Miami: A man from the southern US state of Georgia got life in prison
without possibility of parole Monday for leaving his toddler son to die
in a hot car while he sent sexually explicit messages from his office.
Justin
Ross Harris, 36, was given the maximum sentence after lead prosecutor
Chuck Boring said 22-month-old Cooper Harris perished in “the most
torturous, horrific, unimaginable way possible.”
Harris has said
that he forgot to drop his son off at daycare on June 18, 2014 and
didn’t realize he had left the boy strapped into his car seat until
after he had driven for a few minutes after leaving work.
Prosecutors had argued that Harris wanted to be free of family responsibilities.
An
investigation revealed that Harris had made Internet searches about
life without children and how to survive prison, and watched videos of
animals dying in cars in the sun.
In an unexpected twist to the
case, a police detective said Harris had texted sexually explicit
messages to six women, one of them as young as 17, while his son was
baking to his death.
A jury three weeks ago found him guilty of
charges including malice murder, cruelty to children and sexual
exploitation of children - in reference to the teenage woman he texted.
In
addition to the life term for the murder charge, Cobb County Superior
Court Judge Mary Staley Clark tacked on 32 years for the other crimes.
“The
evidence that was presented at trial and the jury’s verdict basically
says it all,” Boring said. “The evidence showed that this defendant was
driven by selfishness and committed an unspeakable act against his own
flesh and blood.”
Harris, who was wearing an orange prison
jumpsuit with his hands and ankles shackled, declined to speak at the
sentencing. He frowned throughout the proceeding but did not show any
emotion as the sentence was read out.
His attorney, Maddox Kilgore, said he planned to file a motion for a new trial.

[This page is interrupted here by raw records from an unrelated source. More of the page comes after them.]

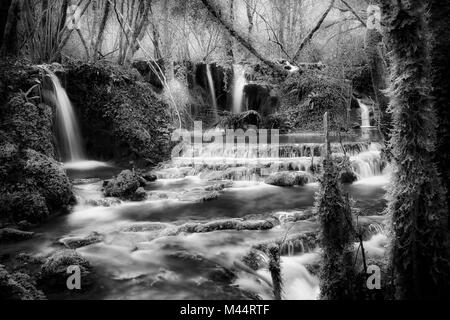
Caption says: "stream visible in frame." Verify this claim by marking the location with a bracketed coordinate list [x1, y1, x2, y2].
[0, 140, 388, 299]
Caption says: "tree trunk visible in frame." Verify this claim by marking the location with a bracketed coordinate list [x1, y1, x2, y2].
[0, 0, 21, 55]
[92, 0, 111, 61]
[364, 0, 391, 142]
[0, 0, 12, 48]
[382, 0, 449, 299]
[293, 0, 335, 63]
[201, 0, 281, 70]
[430, 0, 450, 230]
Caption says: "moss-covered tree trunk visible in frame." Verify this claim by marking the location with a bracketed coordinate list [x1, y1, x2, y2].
[430, 0, 450, 229]
[364, 0, 391, 142]
[315, 115, 355, 300]
[383, 0, 449, 299]
[0, 0, 21, 55]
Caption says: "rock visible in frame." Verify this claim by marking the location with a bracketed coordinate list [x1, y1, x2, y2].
[0, 265, 45, 300]
[84, 198, 122, 207]
[339, 168, 358, 183]
[264, 171, 309, 187]
[103, 170, 140, 200]
[0, 148, 75, 224]
[121, 222, 171, 232]
[0, 228, 34, 243]
[141, 172, 157, 182]
[58, 231, 104, 249]
[205, 181, 233, 191]
[39, 249, 93, 290]
[131, 187, 147, 201]
[178, 188, 219, 202]
[72, 178, 100, 184]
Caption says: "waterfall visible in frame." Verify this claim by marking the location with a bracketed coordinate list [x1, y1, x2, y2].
[206, 64, 218, 121]
[358, 100, 371, 128]
[46, 70, 84, 162]
[233, 64, 246, 113]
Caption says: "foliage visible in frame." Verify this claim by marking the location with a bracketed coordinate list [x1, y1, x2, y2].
[383, 1, 450, 299]
[66, 63, 172, 166]
[0, 71, 74, 223]
[315, 159, 356, 300]
[0, 94, 55, 157]
[219, 110, 261, 130]
[279, 70, 350, 131]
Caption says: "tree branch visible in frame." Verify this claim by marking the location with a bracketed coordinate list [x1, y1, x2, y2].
[341, 0, 367, 27]
[201, 0, 281, 70]
[293, 0, 335, 62]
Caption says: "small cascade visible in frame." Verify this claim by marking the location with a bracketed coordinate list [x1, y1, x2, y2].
[46, 70, 84, 162]
[158, 128, 385, 182]
[358, 99, 371, 128]
[233, 64, 246, 113]
[44, 67, 109, 171]
[206, 64, 219, 121]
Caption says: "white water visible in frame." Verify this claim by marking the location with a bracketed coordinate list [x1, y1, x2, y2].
[233, 64, 246, 113]
[47, 70, 84, 161]
[358, 99, 371, 128]
[206, 64, 218, 121]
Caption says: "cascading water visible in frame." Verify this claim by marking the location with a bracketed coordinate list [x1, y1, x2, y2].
[233, 64, 246, 113]
[358, 100, 371, 128]
[206, 64, 219, 121]
[47, 70, 84, 162]
[43, 67, 109, 171]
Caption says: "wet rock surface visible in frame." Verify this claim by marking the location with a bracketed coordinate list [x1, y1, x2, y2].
[264, 171, 309, 187]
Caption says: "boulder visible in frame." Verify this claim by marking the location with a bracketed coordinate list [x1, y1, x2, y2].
[339, 168, 358, 183]
[264, 171, 309, 187]
[0, 265, 45, 300]
[0, 228, 34, 243]
[58, 231, 104, 249]
[131, 187, 147, 201]
[103, 170, 141, 200]
[39, 249, 93, 290]
[141, 172, 157, 182]
[0, 146, 75, 223]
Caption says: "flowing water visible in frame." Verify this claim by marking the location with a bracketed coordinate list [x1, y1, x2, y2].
[233, 64, 246, 113]
[47, 70, 84, 161]
[2, 73, 389, 299]
[1, 127, 388, 299]
[45, 68, 108, 171]
[206, 64, 219, 121]
[358, 100, 371, 128]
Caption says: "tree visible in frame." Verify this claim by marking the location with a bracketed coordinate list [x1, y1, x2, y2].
[382, 0, 449, 299]
[0, 0, 21, 55]
[201, 0, 279, 69]
[430, 0, 450, 230]
[364, 0, 391, 142]
[314, 113, 355, 300]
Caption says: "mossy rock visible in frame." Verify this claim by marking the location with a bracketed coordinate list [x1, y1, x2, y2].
[39, 250, 94, 290]
[264, 171, 309, 187]
[103, 170, 147, 201]
[0, 143, 75, 224]
[0, 265, 45, 300]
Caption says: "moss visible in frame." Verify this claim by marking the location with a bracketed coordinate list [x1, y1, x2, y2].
[66, 62, 172, 166]
[103, 170, 141, 200]
[0, 143, 74, 223]
[314, 160, 356, 300]
[264, 171, 309, 187]
[1, 93, 55, 157]
[278, 70, 348, 131]
[0, 265, 45, 300]
[383, 1, 450, 299]
[38, 250, 93, 291]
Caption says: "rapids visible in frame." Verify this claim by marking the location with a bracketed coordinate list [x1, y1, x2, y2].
[5, 136, 388, 299]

Kilgore told The Atlanta Journal-Constitution last month that there had been “breakdowns” throughout the judicial process.
Prosecutors
did not seek the death penalty, saying there weren’t enough
“aggravating factors,” such as additional victims, in the unusual case.
Staley
Clark said she recalled Harris had told police and his ex-wife that he
hoped to be “an advocate so that people would never do this again to
their children.”
“I would say that, perhaps not in the way that you intended, you have in fact accomplished that goal,” she said.